A recent work by Tom Wright, now the former Bishop of Durham as he has resigned to return to full time academia, “Evil and the Justice of God” (2005) notes that the post-modern world has real difficulty understanding what evil is and how to deal with it. As a theist, of course, he has a particular position to reinforce, but his point is well made.
I take FH to be coming from a generally phenomenological position. This was an impoortant development, but it is largely questioned and rejected in current studies of religion. The most important reason being that it is difficult to see how a large number of disparate cultures spread over the globe can develop the same core principles of morality, despite their differences, and it also suffered from the presupposition that monotheism was the natural and inevitable evolutionary conclusion to the religious quest.
So, whereas an instantiated example of murder leads to legally sanctioned murder (whether in war or duelling) and non-legally sanctioned exapmles (i.e. 1st or 2nd degree), cultures do acknowledge that murder per se is wrong. I would argue that moralit is not simply a social construct, but something so much more.

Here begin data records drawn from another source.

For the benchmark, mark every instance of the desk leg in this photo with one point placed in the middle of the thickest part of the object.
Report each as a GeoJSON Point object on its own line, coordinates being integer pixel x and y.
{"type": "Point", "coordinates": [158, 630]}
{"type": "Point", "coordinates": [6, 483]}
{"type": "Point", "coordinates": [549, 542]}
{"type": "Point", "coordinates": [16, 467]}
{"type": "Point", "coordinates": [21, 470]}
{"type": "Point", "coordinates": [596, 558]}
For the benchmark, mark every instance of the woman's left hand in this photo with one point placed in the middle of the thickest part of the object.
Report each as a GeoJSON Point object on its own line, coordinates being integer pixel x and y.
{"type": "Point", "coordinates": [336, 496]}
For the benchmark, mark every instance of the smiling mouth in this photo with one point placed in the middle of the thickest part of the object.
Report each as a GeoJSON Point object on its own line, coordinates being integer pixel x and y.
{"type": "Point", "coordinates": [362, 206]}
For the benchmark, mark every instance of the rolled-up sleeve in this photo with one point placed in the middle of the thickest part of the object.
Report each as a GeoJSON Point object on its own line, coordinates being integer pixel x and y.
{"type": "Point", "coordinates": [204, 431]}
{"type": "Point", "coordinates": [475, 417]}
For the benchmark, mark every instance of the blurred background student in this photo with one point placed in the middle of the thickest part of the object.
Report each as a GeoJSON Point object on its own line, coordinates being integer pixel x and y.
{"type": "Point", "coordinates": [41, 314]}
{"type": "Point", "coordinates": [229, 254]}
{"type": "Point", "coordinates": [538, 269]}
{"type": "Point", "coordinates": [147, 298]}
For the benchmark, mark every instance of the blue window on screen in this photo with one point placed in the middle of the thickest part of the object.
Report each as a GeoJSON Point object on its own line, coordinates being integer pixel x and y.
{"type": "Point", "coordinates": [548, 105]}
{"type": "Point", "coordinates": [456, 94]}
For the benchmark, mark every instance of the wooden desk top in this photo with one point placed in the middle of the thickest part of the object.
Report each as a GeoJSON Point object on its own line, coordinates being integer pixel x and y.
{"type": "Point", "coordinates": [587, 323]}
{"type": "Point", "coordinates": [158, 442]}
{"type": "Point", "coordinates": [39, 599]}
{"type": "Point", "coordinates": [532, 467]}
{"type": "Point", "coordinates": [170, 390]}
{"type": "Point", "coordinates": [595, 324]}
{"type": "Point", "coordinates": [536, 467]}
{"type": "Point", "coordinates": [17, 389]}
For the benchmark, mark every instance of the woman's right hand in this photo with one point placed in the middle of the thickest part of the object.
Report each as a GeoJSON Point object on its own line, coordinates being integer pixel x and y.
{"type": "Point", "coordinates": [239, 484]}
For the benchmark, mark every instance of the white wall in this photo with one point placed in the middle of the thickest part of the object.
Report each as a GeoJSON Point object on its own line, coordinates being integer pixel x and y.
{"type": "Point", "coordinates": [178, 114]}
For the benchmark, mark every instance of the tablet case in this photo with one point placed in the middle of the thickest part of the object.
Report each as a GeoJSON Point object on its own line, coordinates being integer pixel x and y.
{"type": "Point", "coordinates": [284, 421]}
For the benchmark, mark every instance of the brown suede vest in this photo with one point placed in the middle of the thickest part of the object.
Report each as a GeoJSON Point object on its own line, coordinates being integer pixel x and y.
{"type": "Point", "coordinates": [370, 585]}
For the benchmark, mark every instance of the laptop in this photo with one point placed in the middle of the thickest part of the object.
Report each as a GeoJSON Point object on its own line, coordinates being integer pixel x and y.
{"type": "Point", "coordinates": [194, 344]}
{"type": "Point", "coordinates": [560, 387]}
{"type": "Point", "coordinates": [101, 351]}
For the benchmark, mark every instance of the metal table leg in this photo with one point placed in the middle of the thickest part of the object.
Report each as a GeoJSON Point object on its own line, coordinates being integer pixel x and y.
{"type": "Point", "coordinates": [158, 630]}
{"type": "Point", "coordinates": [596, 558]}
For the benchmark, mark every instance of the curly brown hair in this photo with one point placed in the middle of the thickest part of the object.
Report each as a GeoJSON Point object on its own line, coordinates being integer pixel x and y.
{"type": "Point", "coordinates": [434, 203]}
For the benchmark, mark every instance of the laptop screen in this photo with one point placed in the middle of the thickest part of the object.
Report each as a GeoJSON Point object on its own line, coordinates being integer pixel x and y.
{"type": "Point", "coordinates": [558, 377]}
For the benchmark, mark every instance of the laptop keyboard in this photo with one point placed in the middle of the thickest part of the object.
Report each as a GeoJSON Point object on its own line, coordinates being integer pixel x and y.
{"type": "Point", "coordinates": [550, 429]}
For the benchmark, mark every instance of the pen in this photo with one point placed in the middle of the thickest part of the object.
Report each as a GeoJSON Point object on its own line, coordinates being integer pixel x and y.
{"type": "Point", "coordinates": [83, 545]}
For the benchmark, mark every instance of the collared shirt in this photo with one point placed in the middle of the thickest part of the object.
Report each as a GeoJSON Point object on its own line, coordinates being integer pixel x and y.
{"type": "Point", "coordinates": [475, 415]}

I’ve always been curious about people’s ideas on this. Personally I don’t believe in it as a concept or an idea, I can see it’s uses in proto-societies to create laws and guidelines, it’s far easier to persuade someone not to do (and inherently to commit) acts against societies laws by branding acts “evil” and threaten retribution not only in their lifetime but post mortem divine vengeance for transgression. Natural evil again a tsunami, avalanche is just nature, outside a Disney film, nature is not nice it’s a harsh mistress and given (most people’s idea of a miracle child birth) is from the get go a violent struggle, is a lion killing a prey animal evil? is an owl slaying a field mouse evil, no it just is. I have to say though not religious I feel more inclined to the Buddhist ideology, I feel it’s our species capacity to over analyse the simplest things and draw patters within sometimes to comfort sometimes to control.